Photo courtesy Marathon County Jail
Zachary Robins, a substitute teacher in the Wausau School District, was charged with two counts of child sex assault last week. Court documents suggest he inappropriately touched two students in the classroom on October 15th.
7 Investigates learned school districts are legally required to report 'immoral conduct' by a teacher or substitute teacher to the Department of Public Instruction. DPI Communications Director Benson Gardner told 7 Investigates Tuesday, they were not contacted about Robin's investigation or dismissal.
7 Investigates asked Supt. Keith Hilts today if the district was aware of the reporting law. Hilts told us the district has protocols in place to make sure these kinds of incidents are reported to DPI, but in this case they were not followed.
Hilts says they're adding redundancies to their policies, and working to improve communication with parents.
Hilts told 7 Investigates, "that's my main disappointment. We weren't able to notify parents earlier and moving forward we've got a more solid communication plan. Who's talking to who and what are we going to do when we get, you know, any kind of a message. Any kind of a crisis message."
Hilts also says the district is evaluating it's decision to switch from hiring substitute teachers directly, to using an outside firm.
This past summer, the Wausau School District contracted Parallel Education Division's services to hire substitute teachers.

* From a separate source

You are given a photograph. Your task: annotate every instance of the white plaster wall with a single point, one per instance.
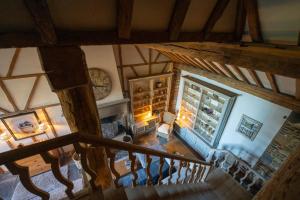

Hitls says the district used to have a record of each district a substitute teacher worked in, but that information was lost when they switched to a private service.
7 Investigates learned Robins served as a substitute teacher in the DC Everest School District while Wausau Police were investigating the child sexual assault allegations made against him.
We asked the Department of Public Instruction how that was possible.
Benson says the DPI does track which districts substitute teachers teach in, but they only gather that information once a year.
Right now, the most recent list of substitutes is from Fall of 2018.
Since Robins received his license to substitute teach in January of 2019, and was hired by local districts after that, he does not appear as a substitute on their list.
DPI says when they receive a report about 'immoral conduct' it launches an investigation into whether that teacher should have their license revoked. Right now, the status of Robins' license is "under investigation."
DPI says until that investigation is complete, only the district that reported the immoral conduct and the teacher are aware of the investigation. If a license is revoked, all school districts who employ the teacher are informed.